Great, informative thread! I am of the fairly common opinion that culture flipping adds a good challenge to the game, but losing a large military force is not reasonable in either pure gaming terms or in 'reality.'
Suggestion: Has anyone played call to power? Ever had a slave revolt? I think that culture flipping should use a similar concept. It would probably have to be more complicated than I make it out to be, but something like this:
Have individual citizens create rebel military units that attack the occupying military units like a barbarian horde. In other words, partisans rise up from the ranks of the people. If the partisans/rebels defeat the local garrison, then the city 'flips'.
Rather than applying the flipping formula to an entire city, tweak it a bit and apply it to each citizen (pop count) in a city. Each citizen that 'flips' adds one to rebel force.
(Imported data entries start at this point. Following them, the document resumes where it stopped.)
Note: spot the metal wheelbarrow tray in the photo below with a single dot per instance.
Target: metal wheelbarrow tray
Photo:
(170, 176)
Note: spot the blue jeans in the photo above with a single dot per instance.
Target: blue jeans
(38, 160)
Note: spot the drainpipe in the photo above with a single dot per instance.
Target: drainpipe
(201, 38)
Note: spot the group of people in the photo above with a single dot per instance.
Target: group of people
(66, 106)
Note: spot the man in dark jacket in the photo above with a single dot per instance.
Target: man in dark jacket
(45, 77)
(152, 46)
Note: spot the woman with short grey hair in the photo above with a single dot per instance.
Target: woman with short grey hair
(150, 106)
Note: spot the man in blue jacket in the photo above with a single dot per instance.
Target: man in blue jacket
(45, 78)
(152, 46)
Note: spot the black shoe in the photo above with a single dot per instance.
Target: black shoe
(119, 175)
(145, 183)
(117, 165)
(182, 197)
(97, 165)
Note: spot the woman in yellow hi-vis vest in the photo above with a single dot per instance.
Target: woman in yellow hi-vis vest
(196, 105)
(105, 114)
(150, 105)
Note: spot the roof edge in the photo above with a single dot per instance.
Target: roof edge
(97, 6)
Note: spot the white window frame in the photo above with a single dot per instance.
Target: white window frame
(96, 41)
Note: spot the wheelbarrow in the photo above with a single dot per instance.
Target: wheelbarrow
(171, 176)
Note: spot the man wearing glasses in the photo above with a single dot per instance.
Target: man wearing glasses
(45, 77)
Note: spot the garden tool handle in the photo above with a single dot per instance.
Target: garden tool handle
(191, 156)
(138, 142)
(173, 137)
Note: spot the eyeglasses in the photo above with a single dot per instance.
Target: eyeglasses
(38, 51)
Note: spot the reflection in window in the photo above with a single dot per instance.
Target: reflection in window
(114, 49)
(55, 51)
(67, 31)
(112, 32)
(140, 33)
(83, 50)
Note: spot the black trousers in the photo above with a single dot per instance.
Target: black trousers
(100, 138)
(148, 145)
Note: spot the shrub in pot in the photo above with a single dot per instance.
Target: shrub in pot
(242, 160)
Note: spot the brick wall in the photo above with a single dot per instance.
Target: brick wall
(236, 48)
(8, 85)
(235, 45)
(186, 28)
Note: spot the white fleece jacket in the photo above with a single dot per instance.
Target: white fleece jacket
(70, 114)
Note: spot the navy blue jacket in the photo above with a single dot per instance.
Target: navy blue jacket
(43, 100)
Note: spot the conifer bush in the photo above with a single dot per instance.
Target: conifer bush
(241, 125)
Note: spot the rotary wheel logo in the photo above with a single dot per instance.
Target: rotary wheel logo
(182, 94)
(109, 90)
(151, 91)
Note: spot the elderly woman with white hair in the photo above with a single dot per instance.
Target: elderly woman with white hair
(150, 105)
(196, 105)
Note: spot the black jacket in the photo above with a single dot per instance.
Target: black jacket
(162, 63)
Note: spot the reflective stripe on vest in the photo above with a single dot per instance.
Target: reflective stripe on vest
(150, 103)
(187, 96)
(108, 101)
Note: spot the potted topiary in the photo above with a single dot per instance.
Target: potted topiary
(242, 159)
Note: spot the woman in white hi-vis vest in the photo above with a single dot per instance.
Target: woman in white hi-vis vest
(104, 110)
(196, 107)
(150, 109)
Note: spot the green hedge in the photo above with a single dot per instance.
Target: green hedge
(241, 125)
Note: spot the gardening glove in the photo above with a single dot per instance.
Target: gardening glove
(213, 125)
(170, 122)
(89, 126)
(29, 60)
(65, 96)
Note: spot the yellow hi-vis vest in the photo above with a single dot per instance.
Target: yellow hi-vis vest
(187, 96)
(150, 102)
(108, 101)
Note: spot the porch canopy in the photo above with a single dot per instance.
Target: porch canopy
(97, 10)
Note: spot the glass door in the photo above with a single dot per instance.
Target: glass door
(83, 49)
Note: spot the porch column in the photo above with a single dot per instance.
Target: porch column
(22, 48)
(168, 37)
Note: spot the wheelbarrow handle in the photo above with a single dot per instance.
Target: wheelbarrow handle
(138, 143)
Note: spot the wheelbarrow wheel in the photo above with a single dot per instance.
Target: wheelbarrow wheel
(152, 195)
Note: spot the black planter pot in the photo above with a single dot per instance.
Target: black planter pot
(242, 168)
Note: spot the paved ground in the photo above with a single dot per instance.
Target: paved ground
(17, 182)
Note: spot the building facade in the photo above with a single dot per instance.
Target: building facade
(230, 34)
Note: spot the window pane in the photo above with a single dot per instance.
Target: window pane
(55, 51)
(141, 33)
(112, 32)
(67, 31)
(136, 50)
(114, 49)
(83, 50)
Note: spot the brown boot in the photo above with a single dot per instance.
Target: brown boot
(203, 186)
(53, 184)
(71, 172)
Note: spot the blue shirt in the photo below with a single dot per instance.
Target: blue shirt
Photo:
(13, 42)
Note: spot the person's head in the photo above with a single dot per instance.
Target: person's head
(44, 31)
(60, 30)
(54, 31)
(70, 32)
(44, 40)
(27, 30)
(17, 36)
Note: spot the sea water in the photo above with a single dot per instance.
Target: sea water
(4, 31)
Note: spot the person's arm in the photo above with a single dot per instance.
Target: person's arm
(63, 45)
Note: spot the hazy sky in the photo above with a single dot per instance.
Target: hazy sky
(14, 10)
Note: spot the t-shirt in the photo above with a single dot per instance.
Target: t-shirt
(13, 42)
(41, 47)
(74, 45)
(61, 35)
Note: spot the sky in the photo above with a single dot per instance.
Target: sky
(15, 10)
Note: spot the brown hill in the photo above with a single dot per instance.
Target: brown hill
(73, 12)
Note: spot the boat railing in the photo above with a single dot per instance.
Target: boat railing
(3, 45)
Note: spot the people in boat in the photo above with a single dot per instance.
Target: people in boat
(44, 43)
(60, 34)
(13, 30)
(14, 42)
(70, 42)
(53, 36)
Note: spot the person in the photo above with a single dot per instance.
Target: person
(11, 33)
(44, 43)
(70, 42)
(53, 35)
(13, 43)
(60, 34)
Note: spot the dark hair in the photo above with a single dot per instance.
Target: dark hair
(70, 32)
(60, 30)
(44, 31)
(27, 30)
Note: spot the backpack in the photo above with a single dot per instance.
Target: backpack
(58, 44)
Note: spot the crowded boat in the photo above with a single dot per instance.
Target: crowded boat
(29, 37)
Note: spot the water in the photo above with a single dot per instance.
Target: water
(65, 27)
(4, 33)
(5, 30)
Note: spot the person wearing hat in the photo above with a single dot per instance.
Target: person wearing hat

If the rebellion is put down, then that particular citizen has % chance of dying (reducing city population) or is simply quelled for a number of turns (no chance of flipping for 5 turns).
You might have several rebellions over 20 turns, but never lose the city if you have stationed a large enough garrison in the city. Similarly, a size 12 city might easily see 3-5 musket men rise up from the populace to kill the 2 cavalry garrison (or you might just lose some of your units without losing control of the city). I think this would be both more realistic and more fun.
You might end up having to station a large garrison on the border with a friendly civ just to keep the citizens from rebelling and flipping...
You could end up with defeated civilizations coming back...
I could go on and on about how this might work, but I think you can get where I am coming from with this.
I really like Civ3, but I think the culture flip idea could be enhanced to improve the game. As for someone's question earlier in the thread about jobs... I manage large-scale (10-30 programmers: 6mos-3years), custom software development (system integration) projects (not games). And no, that doesn't make my any kind of an expert, but the implication somewhere along the way that gamers shouldn't question the almighty programmers was just silly.